All of us have felt this pain at least once in our lifetime, so we all know how hard it is to lose your precious work and how much anger and frustration this experience can cause. That’s why a simple action like “delete” deserves an article for itself.
Why do users delete?
To understand the difference between these two actions, first we need to understand why and what our users want to delete. This largely depends on the context, but again it could be applicable generally. In most cases, users delete because of a need for better organization or a lack of space, or to hide sensitive data, or simply because they don’t want something to be present in the UI.
What’s the difference between delete and remove?
This is a simple definition:
Remove and Delete are defined quite similarly, but the main difference between them is that delete means erase (i.e. rendered nonexistent or unrecoverable), while remove denotes take away and set aside (but kept in existence).
- The New York State
Let’s go through each in order to get a better understanding of both.
So, let’s go through a typical flow of deleting an item:
In this flow, upon clicking “delete” the user is prompted to confirm whether they want to delete the item or not. Clicking confirm would then delete the item permanently.
This is the most common “out of the box” solution and it’s quite easy to develop. The problem with this flow is that the user’s file is permanently erased from the system and this could lead to user frustration.
Users tend to delete items accidentally but also on purpose only to realize later that they would like to reverse their actions. They may face this situation even after seeing a big warning message that their item is being deleted permanently.
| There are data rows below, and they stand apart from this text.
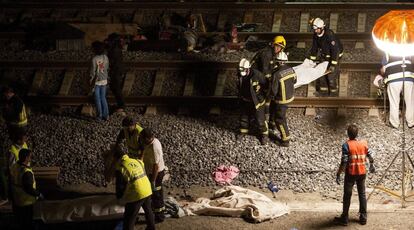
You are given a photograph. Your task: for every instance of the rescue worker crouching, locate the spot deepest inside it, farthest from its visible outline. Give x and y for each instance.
(24, 189)
(133, 188)
(281, 93)
(131, 132)
(252, 85)
(327, 46)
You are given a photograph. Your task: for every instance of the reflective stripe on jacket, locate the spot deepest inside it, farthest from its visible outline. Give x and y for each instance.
(358, 151)
(132, 141)
(20, 197)
(133, 172)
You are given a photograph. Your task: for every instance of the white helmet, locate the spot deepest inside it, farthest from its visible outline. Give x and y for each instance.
(318, 23)
(244, 66)
(281, 57)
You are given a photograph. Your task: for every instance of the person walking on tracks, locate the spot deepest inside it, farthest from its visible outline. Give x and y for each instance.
(253, 97)
(281, 93)
(354, 154)
(393, 79)
(131, 132)
(133, 188)
(24, 189)
(155, 169)
(329, 48)
(99, 78)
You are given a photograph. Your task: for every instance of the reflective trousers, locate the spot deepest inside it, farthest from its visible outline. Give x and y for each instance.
(394, 90)
(278, 119)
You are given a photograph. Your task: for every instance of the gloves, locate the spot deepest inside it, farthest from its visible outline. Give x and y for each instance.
(338, 179)
(331, 68)
(371, 168)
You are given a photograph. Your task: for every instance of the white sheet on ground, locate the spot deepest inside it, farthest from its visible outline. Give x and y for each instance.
(91, 208)
(236, 201)
(308, 71)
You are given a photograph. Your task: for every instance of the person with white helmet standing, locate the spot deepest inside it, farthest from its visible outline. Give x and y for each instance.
(253, 98)
(281, 93)
(327, 47)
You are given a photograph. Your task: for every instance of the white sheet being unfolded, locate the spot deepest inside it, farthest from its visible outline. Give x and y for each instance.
(309, 71)
(236, 201)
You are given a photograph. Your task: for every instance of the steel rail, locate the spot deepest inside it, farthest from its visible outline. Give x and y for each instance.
(202, 101)
(202, 5)
(170, 64)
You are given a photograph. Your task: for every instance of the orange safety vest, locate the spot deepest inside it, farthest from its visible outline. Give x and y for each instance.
(357, 154)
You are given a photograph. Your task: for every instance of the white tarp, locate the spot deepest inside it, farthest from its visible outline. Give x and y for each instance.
(236, 201)
(89, 208)
(308, 71)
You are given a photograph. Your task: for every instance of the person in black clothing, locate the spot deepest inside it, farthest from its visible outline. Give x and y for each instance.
(281, 93)
(253, 97)
(329, 48)
(116, 69)
(24, 190)
(14, 113)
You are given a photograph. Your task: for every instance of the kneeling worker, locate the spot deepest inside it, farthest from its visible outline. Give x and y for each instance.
(133, 188)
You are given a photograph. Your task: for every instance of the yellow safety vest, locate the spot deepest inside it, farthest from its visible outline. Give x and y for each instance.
(15, 149)
(22, 118)
(132, 140)
(20, 197)
(138, 185)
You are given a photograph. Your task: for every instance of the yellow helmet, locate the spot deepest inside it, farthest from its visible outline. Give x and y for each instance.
(280, 41)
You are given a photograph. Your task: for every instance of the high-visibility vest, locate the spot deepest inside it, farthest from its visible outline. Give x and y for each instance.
(20, 197)
(138, 185)
(15, 149)
(22, 118)
(357, 157)
(132, 140)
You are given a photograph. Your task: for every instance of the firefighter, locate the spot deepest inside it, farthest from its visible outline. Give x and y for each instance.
(131, 132)
(354, 154)
(326, 47)
(14, 113)
(23, 187)
(281, 93)
(133, 188)
(393, 79)
(251, 91)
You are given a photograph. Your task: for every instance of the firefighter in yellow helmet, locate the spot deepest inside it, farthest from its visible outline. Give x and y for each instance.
(24, 189)
(131, 132)
(133, 188)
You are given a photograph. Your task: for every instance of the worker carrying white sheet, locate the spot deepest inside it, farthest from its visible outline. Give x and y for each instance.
(309, 71)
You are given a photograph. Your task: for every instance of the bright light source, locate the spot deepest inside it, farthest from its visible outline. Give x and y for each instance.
(393, 33)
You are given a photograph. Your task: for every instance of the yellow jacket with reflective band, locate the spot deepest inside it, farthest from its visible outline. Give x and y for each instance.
(20, 197)
(15, 149)
(138, 185)
(132, 140)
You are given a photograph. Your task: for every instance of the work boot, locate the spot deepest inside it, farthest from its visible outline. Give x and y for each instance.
(363, 218)
(264, 140)
(341, 220)
(282, 143)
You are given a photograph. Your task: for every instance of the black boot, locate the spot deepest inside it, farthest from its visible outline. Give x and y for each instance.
(341, 220)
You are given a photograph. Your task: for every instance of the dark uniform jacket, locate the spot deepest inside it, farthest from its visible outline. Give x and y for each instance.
(282, 89)
(329, 45)
(251, 87)
(264, 61)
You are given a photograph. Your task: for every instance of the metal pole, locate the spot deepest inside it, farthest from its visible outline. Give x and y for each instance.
(403, 138)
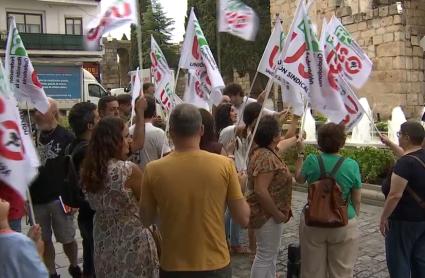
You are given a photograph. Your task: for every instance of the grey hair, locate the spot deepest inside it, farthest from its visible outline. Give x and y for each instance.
(185, 120)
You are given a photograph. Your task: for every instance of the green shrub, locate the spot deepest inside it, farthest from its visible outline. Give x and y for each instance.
(320, 118)
(374, 162)
(382, 126)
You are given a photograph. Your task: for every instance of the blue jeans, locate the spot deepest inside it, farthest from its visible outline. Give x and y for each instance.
(15, 225)
(232, 230)
(405, 249)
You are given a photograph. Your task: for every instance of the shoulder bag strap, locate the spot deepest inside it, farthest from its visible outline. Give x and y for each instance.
(415, 196)
(321, 166)
(274, 153)
(337, 166)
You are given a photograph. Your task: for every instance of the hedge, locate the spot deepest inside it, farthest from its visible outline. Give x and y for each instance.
(374, 162)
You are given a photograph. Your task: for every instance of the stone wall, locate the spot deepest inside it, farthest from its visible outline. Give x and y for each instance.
(114, 72)
(390, 38)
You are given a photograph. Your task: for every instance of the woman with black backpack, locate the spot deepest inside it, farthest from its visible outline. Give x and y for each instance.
(328, 227)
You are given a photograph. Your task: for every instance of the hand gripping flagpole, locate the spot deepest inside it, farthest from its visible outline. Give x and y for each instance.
(139, 38)
(268, 89)
(30, 204)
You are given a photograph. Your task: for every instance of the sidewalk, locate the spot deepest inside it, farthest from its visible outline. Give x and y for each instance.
(370, 263)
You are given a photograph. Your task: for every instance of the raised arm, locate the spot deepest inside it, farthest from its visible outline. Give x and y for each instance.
(139, 125)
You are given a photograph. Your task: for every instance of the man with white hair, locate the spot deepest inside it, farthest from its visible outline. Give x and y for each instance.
(51, 142)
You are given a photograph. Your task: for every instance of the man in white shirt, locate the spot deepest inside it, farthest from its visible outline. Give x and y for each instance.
(240, 101)
(156, 141)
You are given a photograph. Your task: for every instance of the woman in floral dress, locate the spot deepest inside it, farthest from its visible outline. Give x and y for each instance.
(122, 246)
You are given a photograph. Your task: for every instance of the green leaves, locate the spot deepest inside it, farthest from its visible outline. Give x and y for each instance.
(374, 162)
(156, 23)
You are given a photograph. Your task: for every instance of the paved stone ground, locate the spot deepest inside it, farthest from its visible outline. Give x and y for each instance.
(370, 263)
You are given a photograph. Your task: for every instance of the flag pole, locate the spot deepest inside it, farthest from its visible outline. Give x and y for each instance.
(300, 133)
(218, 40)
(268, 89)
(30, 204)
(139, 38)
(246, 100)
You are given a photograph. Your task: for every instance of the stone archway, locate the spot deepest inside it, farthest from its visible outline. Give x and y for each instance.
(115, 64)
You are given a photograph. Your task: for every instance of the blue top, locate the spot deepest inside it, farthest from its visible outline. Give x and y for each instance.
(19, 257)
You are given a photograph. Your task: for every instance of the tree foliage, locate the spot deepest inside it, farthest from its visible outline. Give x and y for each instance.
(236, 53)
(156, 23)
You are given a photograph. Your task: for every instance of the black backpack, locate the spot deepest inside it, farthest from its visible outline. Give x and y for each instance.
(71, 192)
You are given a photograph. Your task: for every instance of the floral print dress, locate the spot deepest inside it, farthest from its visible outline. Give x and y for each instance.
(122, 246)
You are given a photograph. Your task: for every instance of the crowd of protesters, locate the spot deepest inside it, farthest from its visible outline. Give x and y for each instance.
(154, 204)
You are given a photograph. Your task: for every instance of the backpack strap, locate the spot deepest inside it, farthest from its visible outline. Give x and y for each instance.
(321, 166)
(337, 166)
(414, 195)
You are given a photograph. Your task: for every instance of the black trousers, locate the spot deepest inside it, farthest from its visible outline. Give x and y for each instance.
(85, 224)
(225, 272)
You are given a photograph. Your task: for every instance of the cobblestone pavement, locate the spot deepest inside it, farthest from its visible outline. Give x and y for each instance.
(370, 262)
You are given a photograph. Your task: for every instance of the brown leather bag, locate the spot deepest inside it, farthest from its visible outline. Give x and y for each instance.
(326, 206)
(156, 234)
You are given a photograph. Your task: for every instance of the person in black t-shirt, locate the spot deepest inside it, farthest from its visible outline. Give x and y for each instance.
(52, 140)
(82, 119)
(403, 218)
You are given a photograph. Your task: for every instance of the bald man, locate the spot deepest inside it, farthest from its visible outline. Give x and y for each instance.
(52, 140)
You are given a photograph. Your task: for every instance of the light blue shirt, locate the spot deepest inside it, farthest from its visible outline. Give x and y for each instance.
(19, 257)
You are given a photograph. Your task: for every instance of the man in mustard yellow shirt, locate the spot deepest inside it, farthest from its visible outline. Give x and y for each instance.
(190, 189)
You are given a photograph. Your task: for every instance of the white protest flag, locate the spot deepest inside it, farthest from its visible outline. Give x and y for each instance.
(338, 83)
(119, 13)
(135, 93)
(17, 153)
(164, 93)
(197, 89)
(272, 51)
(344, 56)
(302, 64)
(196, 54)
(159, 65)
(163, 78)
(21, 73)
(293, 98)
(237, 19)
(351, 103)
(267, 67)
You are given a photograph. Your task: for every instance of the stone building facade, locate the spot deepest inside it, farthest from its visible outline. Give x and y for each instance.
(115, 64)
(389, 31)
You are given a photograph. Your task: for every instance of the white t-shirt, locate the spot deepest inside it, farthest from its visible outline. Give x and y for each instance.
(226, 135)
(241, 108)
(155, 141)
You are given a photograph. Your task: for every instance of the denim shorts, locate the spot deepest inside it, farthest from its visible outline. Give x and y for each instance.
(51, 217)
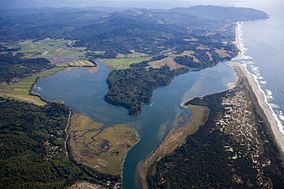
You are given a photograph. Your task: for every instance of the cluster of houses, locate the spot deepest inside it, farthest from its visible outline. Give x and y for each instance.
(238, 121)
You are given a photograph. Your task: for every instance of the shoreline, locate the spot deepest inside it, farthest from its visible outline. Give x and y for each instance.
(175, 138)
(258, 92)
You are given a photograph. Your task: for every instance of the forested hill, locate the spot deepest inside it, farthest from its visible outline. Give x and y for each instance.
(113, 31)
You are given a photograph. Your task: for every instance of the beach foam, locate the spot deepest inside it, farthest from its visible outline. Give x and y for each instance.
(253, 70)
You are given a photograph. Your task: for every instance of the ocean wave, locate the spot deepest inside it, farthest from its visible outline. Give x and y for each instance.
(246, 60)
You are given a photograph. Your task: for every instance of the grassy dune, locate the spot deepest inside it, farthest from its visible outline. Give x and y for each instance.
(174, 139)
(21, 89)
(103, 149)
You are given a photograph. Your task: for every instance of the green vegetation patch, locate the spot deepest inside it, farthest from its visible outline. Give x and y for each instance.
(103, 149)
(58, 51)
(21, 89)
(32, 153)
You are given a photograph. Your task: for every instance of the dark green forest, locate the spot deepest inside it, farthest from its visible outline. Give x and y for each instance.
(202, 161)
(32, 151)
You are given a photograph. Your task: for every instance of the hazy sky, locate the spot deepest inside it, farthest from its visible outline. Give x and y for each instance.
(135, 3)
(112, 3)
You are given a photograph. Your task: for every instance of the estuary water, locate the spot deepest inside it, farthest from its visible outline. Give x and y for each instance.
(83, 91)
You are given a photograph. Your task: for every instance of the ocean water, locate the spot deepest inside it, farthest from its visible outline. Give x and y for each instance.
(263, 43)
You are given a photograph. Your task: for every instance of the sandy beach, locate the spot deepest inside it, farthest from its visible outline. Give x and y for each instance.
(277, 135)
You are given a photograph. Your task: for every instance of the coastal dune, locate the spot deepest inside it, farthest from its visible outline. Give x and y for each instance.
(276, 133)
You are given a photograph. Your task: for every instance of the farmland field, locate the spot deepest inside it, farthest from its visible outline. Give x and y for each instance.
(21, 89)
(57, 51)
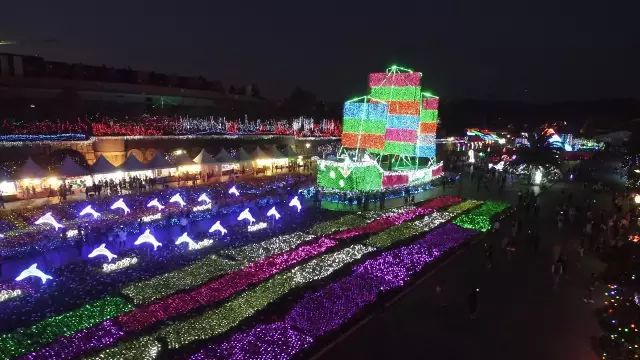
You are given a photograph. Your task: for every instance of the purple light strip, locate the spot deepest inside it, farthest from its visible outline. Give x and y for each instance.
(80, 343)
(327, 309)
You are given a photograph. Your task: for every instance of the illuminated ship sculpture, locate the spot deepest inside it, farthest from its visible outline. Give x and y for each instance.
(388, 138)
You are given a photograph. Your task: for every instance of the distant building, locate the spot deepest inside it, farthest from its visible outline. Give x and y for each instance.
(33, 88)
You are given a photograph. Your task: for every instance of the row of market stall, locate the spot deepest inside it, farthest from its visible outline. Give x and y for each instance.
(31, 179)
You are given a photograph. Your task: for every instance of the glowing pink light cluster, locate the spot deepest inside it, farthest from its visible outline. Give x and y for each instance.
(221, 288)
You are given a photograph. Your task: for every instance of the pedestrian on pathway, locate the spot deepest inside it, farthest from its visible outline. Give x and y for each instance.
(560, 221)
(472, 301)
(591, 286)
(535, 239)
(511, 249)
(557, 270)
(488, 253)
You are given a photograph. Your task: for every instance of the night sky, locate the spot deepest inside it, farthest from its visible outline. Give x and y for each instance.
(538, 51)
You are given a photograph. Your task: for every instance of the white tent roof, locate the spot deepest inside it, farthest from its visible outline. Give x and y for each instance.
(102, 166)
(159, 162)
(70, 168)
(258, 154)
(204, 158)
(30, 170)
(132, 164)
(224, 157)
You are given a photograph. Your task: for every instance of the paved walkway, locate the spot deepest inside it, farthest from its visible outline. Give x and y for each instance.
(520, 315)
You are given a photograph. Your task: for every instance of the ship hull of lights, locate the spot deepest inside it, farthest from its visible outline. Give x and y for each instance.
(370, 177)
(396, 118)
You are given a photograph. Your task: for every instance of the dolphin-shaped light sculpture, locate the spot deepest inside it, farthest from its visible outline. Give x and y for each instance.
(146, 237)
(177, 198)
(245, 214)
(48, 219)
(218, 227)
(155, 203)
(102, 250)
(121, 205)
(204, 198)
(33, 271)
(89, 210)
(295, 202)
(273, 212)
(185, 238)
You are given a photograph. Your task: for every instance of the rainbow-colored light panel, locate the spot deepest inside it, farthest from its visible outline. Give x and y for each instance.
(426, 145)
(402, 93)
(364, 124)
(397, 118)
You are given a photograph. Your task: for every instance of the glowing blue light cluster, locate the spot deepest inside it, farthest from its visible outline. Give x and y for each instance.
(33, 271)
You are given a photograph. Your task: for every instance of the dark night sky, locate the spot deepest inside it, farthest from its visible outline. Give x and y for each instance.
(538, 51)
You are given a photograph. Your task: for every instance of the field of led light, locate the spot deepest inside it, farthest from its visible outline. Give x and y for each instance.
(317, 280)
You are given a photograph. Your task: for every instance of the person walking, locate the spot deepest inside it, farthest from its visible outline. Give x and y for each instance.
(488, 253)
(591, 286)
(472, 302)
(557, 269)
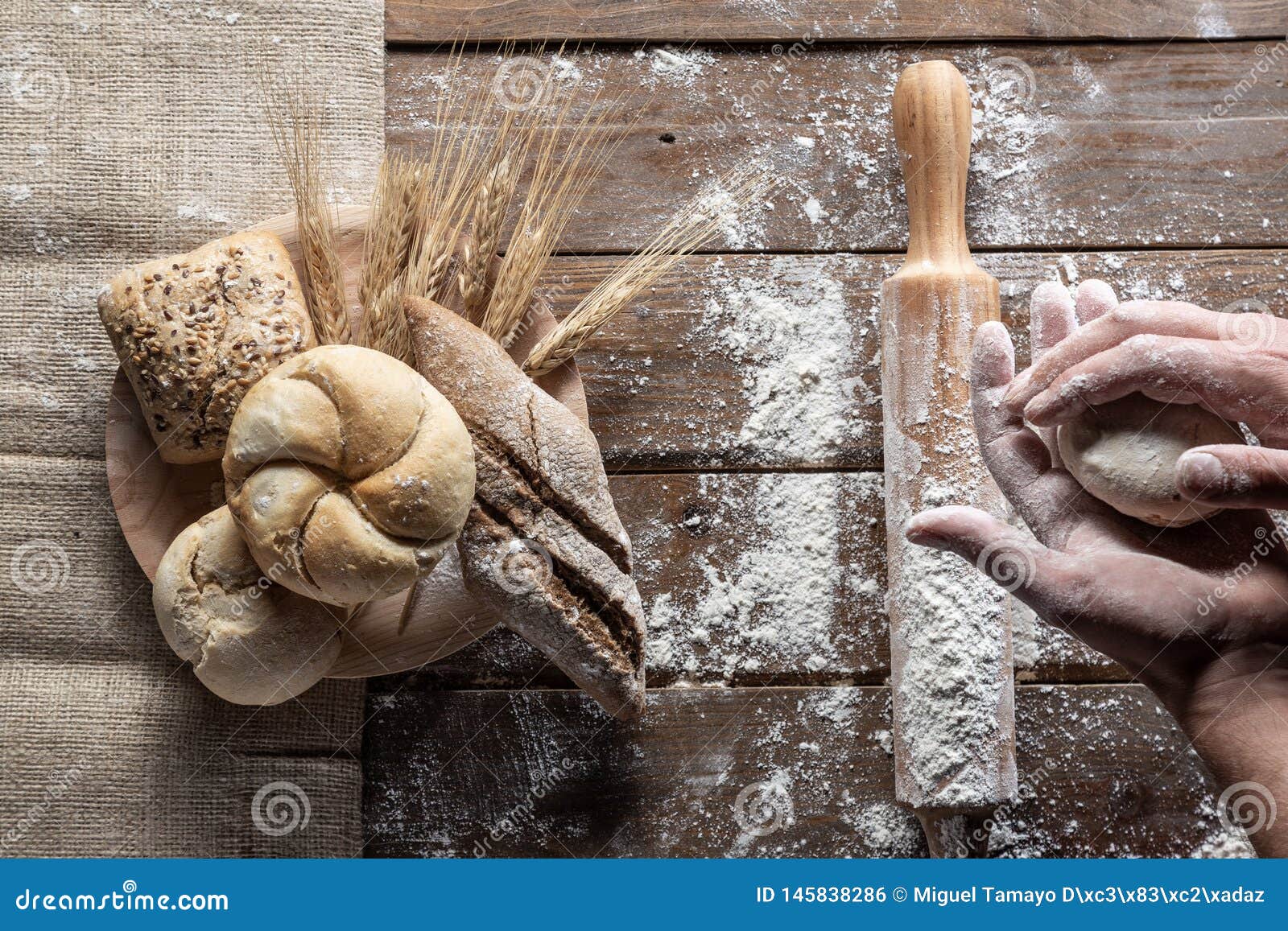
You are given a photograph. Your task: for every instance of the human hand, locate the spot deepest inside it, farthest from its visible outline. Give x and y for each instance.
(1197, 613)
(1233, 365)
Permanently deleting sensitive data should by all means be implemented as a much more complicated action because it is rarely needed.
- Easier to develop
- More storage space available
- Easier to get rid of sensitive data
- Permanently lost data
- User frustration
- Rarely needed
Here is a flow of removing an item:
Apart from being safer for the user, removing requires less effort as well. Upon clicking “remove” the item is automatically removed and a pop up message appears to inform the user that their item is moved to the trash, and an option to “undo” is available. Usually, items in trash have a “lifespan” after which they are automatically removed permanently. One good example is Apple’s iOS; it does the same when you delete a photo.
Despite being a much safer and easier experience, there is a downside to this flow. Most users are actually not even aware of the “Trash” segment, and usually they either think their data is removed permanently or they cannot find it because in most cases it is hidden.
- Losing valuable data is avoided
- Important data can be restored
- Users feel much safer
- Harder to develop
- Users are usually not aware of the “Trash”
- Harder to delete sensitive data
UX designers should avoid irreversible actions. The truth is if you add a big warning message like, “Are you really really, 100%, absolutely sure you want to delete this file?” a lot of users will still click “Yes” and later realize that they made an irreversible mistake and loose important data despite the dialog.
Good UX experience should feel safe and trustworthy — the user shouldn’t be afraid to do something, nor should user actions create a negative impact on other aspects of the application. Irrevocable actions should be “hidden” and hard to do.